Penguin paperback ISBN 978-0140034912 7.99

 

 


‘Not only is the bully unpleasant but the parents are tragically lacking in awareness and genuine love for the children. They seem naive and pre-occupied with their own worlds. But then, perhaps some children and adults are like this and so, from this superbly constructed and insightful story we have much to learn.’

 

‘A breathtaking tale of two young boys who through circumstances out of their control find themselves sharing a home. Neither of them is happy about this. What follows is a powerful tale of how cruel children can be, and of the terror and misery that is caused by bullies. This is a dark, heartbreaking book with a shocking finale.

 

Adults and teenagers should read this, it will be sure to provoke plenty of discussions amongst its readers.’

 


I went to stay in a remote farm cottage behind a wood in the summer of 1968 to write another book. While I was there, the farmer’s grandson and a friend were staying and often came by my cottage chatting and sometimes fighting – and the story emerged from there, though the real boys were not at all like Hooper and Kingshaw.
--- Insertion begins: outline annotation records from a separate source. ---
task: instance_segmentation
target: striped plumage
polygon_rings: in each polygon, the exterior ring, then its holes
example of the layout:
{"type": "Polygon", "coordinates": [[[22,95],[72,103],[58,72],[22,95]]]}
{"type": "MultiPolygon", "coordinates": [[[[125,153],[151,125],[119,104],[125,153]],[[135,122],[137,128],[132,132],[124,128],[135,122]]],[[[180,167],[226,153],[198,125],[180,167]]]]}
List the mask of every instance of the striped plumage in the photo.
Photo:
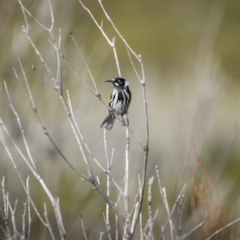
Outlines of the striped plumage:
{"type": "Polygon", "coordinates": [[[115,114],[123,116],[127,113],[132,94],[129,90],[129,83],[124,78],[116,77],[112,80],[107,80],[106,82],[111,82],[114,89],[109,100],[111,111],[109,111],[109,115],[101,124],[101,128],[111,130],[116,119],[115,114]]]}

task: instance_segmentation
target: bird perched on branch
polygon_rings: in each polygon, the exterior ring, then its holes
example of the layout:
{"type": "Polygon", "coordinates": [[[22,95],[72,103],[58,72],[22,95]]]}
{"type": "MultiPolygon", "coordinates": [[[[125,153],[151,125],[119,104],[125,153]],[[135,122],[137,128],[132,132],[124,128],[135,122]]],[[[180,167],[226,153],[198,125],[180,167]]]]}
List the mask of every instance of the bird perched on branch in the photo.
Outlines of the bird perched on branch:
{"type": "MultiPolygon", "coordinates": [[[[113,84],[114,88],[109,99],[109,114],[101,124],[101,128],[111,130],[116,119],[116,115],[120,115],[123,120],[123,115],[127,113],[129,108],[132,94],[129,90],[129,83],[126,79],[116,77],[111,80],[107,80],[113,84]]],[[[125,124],[124,120],[123,123],[125,124]]]]}

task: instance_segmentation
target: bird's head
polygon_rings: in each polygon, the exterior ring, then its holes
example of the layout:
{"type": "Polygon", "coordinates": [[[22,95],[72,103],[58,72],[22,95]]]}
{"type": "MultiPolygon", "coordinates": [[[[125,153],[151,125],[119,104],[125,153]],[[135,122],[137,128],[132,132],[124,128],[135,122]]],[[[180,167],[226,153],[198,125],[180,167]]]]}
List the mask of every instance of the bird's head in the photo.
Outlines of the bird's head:
{"type": "Polygon", "coordinates": [[[121,89],[125,89],[129,85],[126,79],[120,78],[120,77],[107,80],[106,82],[111,82],[114,85],[114,87],[121,88],[121,89]]]}

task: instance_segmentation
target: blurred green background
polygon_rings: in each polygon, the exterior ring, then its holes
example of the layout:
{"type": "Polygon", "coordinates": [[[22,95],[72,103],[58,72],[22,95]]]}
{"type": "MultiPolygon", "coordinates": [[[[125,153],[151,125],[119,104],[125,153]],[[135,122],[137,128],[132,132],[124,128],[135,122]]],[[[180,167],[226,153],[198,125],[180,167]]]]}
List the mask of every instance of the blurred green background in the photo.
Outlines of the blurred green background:
{"type": "MultiPolygon", "coordinates": [[[[42,24],[50,26],[47,1],[24,1],[26,8],[42,24]]],[[[122,76],[130,82],[133,94],[129,109],[130,127],[144,139],[144,112],[141,86],[134,74],[124,45],[112,30],[97,1],[85,1],[116,47],[122,76]]],[[[115,25],[133,48],[141,54],[145,67],[150,123],[150,156],[148,177],[155,176],[154,166],[160,168],[172,206],[183,184],[187,183],[187,197],[183,215],[183,232],[200,221],[205,226],[189,239],[204,239],[229,221],[240,217],[240,2],[238,0],[206,1],[103,1],[115,25]]],[[[69,31],[77,41],[105,101],[111,86],[105,80],[117,75],[112,49],[99,29],[78,1],[52,1],[58,38],[61,28],[61,48],[78,75],[93,89],[91,79],[77,53],[69,31]]],[[[14,140],[24,149],[21,133],[12,114],[4,90],[6,81],[32,154],[46,184],[61,201],[64,223],[69,239],[76,239],[83,213],[89,239],[99,238],[105,231],[104,202],[90,184],[82,181],[68,168],[42,133],[13,72],[22,79],[18,58],[28,77],[39,114],[54,141],[66,157],[86,172],[74,135],[58,96],[32,71],[32,64],[49,81],[43,65],[36,56],[25,34],[25,24],[17,1],[0,2],[0,117],[14,140]]],[[[50,36],[29,18],[30,34],[46,63],[56,73],[56,55],[49,42],[50,36]]],[[[140,68],[138,68],[140,69],[140,68]]],[[[69,89],[72,105],[83,136],[94,156],[105,165],[103,131],[99,128],[107,109],[69,71],[62,61],[64,94],[69,89]]],[[[112,173],[121,184],[124,173],[125,131],[118,122],[107,133],[109,155],[114,148],[112,173]]],[[[40,211],[45,193],[12,149],[18,168],[24,177],[30,176],[30,191],[40,211]]],[[[13,203],[18,198],[19,224],[21,203],[25,201],[16,173],[3,148],[1,149],[0,177],[5,176],[6,188],[13,203]]],[[[23,150],[24,151],[24,150],[23,150]]],[[[141,172],[141,148],[131,138],[130,196],[135,197],[135,176],[141,172]]],[[[94,166],[104,185],[105,176],[94,166]]],[[[159,209],[155,234],[167,219],[156,180],[153,207],[159,209]]],[[[117,199],[116,191],[112,191],[117,199]]],[[[2,208],[2,199],[0,199],[2,208]]],[[[50,219],[54,216],[49,207],[50,219]]],[[[146,212],[146,205],[144,207],[146,212]]],[[[33,213],[32,234],[37,239],[49,235],[33,213]]],[[[2,221],[2,220],[1,220],[2,221]]],[[[1,222],[2,224],[2,222],[1,222]]],[[[54,224],[53,224],[54,225],[54,224]]],[[[239,224],[226,230],[216,239],[238,239],[239,224]]],[[[54,226],[56,228],[56,226],[54,226]]],[[[56,231],[56,230],[55,230],[56,231]]],[[[137,239],[137,238],[136,238],[137,239]]],[[[215,239],[215,238],[214,238],[215,239]]]]}

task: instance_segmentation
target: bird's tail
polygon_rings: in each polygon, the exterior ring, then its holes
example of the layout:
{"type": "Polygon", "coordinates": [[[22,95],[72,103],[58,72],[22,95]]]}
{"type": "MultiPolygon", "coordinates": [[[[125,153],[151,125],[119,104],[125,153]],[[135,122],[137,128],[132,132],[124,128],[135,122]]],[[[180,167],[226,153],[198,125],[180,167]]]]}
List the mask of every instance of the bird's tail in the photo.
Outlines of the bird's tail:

The episode of the Crow really happened - to me, Hang Wood really existed, the farm and the village and Warings were all as I described them.

 

The book has had an extraordinary impact – some adults cannot take it because they do not believe young boys can behave in this way but plenty of young people have told me that this sort of cruelty and unkindness is common - it’s what we call bullying and it goes on more and more, of course. Although I wrote it as an adult novel, as a result of being set for GCSE for many years it has become one that young people read and usually find a lot in it to think about and discuss.